Even granting that columnists are often not responsible for their own headlines, it is an accurate reflection of Reilly’s sentiments. Reilly writes in response to Armstrong’s decision last year to stop contesting the United States Anti-Doping Agency’s investigation’s into Armstrong’s use of illegal performance enhancers, saying that he was,

“wearing something yellow Friday for Lance Armstrong. Not because I think he's innocent. He just gave up his chance to prove his innocence, so I suppose he isn't.

But I don't care. I'm wearing yellow just to say thank you. If he cheated in a sport where cheating is as common as eating, then I'm wearing yellow to thank him for everything he's done since he cheated.”

Reilly goes on to grudgingly admit that Armstrong might be guilty of what USADA accuses him of, while simultaneously excusing it by pointing out, “all their evidence, is based on testimony, not tests,” and that the testimony came from previously exposed liars like former teammates Floyd Landis and Tyler Hamilton.

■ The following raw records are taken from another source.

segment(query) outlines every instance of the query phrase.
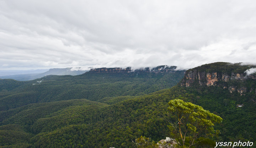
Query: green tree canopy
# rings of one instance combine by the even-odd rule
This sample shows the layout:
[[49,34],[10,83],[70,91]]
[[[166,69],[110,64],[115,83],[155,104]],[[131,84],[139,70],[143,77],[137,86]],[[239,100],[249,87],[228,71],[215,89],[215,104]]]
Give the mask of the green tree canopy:
[[173,136],[182,141],[183,146],[190,147],[204,138],[198,139],[219,132],[214,130],[213,126],[214,123],[222,121],[220,117],[200,106],[180,99],[171,100],[168,104],[168,109],[175,119],[171,123],[170,127]]

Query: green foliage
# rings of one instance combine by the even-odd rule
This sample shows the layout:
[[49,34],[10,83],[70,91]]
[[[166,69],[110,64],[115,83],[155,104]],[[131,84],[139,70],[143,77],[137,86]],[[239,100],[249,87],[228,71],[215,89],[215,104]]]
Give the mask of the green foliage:
[[158,148],[158,145],[154,141],[151,141],[150,138],[145,136],[140,136],[135,140],[136,146],[138,148]]
[[[4,86],[0,87],[1,146],[131,147],[141,136],[145,141],[146,137],[154,141],[174,138],[168,125],[177,122],[168,111],[168,103],[175,99],[199,106],[223,118],[221,123],[214,124],[214,129],[221,132],[218,136],[200,137],[193,146],[195,147],[212,147],[215,141],[256,140],[255,81],[231,82],[243,83],[251,90],[242,96],[218,86],[162,89],[176,84],[183,72],[49,76],[40,83],[37,81],[41,79],[22,83],[8,80],[0,85]],[[188,104],[185,107],[190,106]],[[237,108],[238,104],[244,106]],[[191,133],[198,129],[195,124],[200,125],[195,119],[208,123],[210,130],[212,125],[207,120],[214,122],[204,118],[211,114],[201,114],[200,108],[192,106],[191,112],[195,112],[186,125]],[[185,140],[192,138],[186,136]]]
[[183,146],[187,143],[186,140],[189,141],[187,144],[190,147],[198,138],[218,133],[213,126],[213,123],[222,120],[220,116],[200,106],[180,99],[171,100],[168,104],[168,109],[175,119],[175,122],[171,123],[174,136],[176,138],[180,136],[178,139],[181,140]]
[[[0,111],[31,103],[80,99],[97,101],[105,97],[145,95],[174,86],[183,72],[86,73],[22,82],[0,79]],[[123,100],[120,99],[108,103]]]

Reilly declares, “In five years, nobody will want to check to see if Lance Armstrong's name is still attached to those trophies. But in five years, they'll still want him leading any peloton that's trying to chase down cancer.”

Maybe not so much. Armstrong resigned from his own Livestrong foundation not long after USADA released its October report.

And somehow, 4 ½ months later, Rick Reilly has changed his mind as well.  On Thursday, Reilly was calling himself a chump for believing Armstrong. He says that somehow Armstrong “knew” that Reilly would go out and repeat the lies unquestioningly.

Reilly admits it’s “partially” his fault, that he let it get “personal,” which is probably the most glaring, but unintentional admission of the 11-time sportswriter of the year’s journalistic failures. As soon as it became personal, he should’ve stopped using his very prominent outlets to write about Lance Armstrong, using the imprimaturs of Sports Illustrated and ESPN to provide cover for his friend.

I feel some measure of sympathy for Reilly’s hurt. He seems to feel genuinely betrayed. But if ESPN was any kind of journalistic enterprise (which it is not), what Reilly did is a potentially fire-able offense.

I think anyone deserves forgiveness should they seek it, but it needs to go beyond the symbolic. Prostrating yourself before Oprah doesn’t seem particularly genuine to me. An angry column about something you excused 4 ½ months earlier feels hollow.

If these people, 7-time Tour de France winner, 11-time sportswriter of the year, are to be admired, they need to make a better practice of honesty.

--

During the week or so I wore the Livestrong bracelet, I would take it off to shower, and seeing it on the vanity, I would think about what it meant to put it back on, what was behind that symbol. It never felt comfortable, but for several days, I slipped it over my wrist because I thought that to refuse to do so meant somehow that I was giving up on my father, that if I wasn’t prepared to “fight,” I was failing.

But as more news of my father's condition came clear, the metastasis, the degree of advancement, the limited options, it seemed like fighting wasn’t really on the table, that the only thing left was to lose with as much dignity as possible. One day, instead of putting the bracelet on, I threw it in the garbage and felt instantly better. The last months were awful, but we weren’t going to lie to each other about it.

Livestrong has also distanced itself from its founder and symbol, saying in a statement, “Earlier this week, Lance apologized to our staff and we accepted his apology in order to move on and chart a strong, independent course.”

Apparent emphasis on the word “independent.”

Rick Reilly thinks (or at least thought) that Lance Armstrong is/was a hero because he faced down cancer and beat it, and inspired others (like Reilly’s own sister) to do the same. In September, Armstrong the symbol was apparently worth supporting. I don’t know what’s changed for Reilly, other than maybe Armstrong’s emailed apology wasn’t sufficient.

I guess my father’s cancer story is not a heroic one because he didn’t win his battle – it wasn’t even close to be honest - but I’ll take the real over the merely symbolic any day.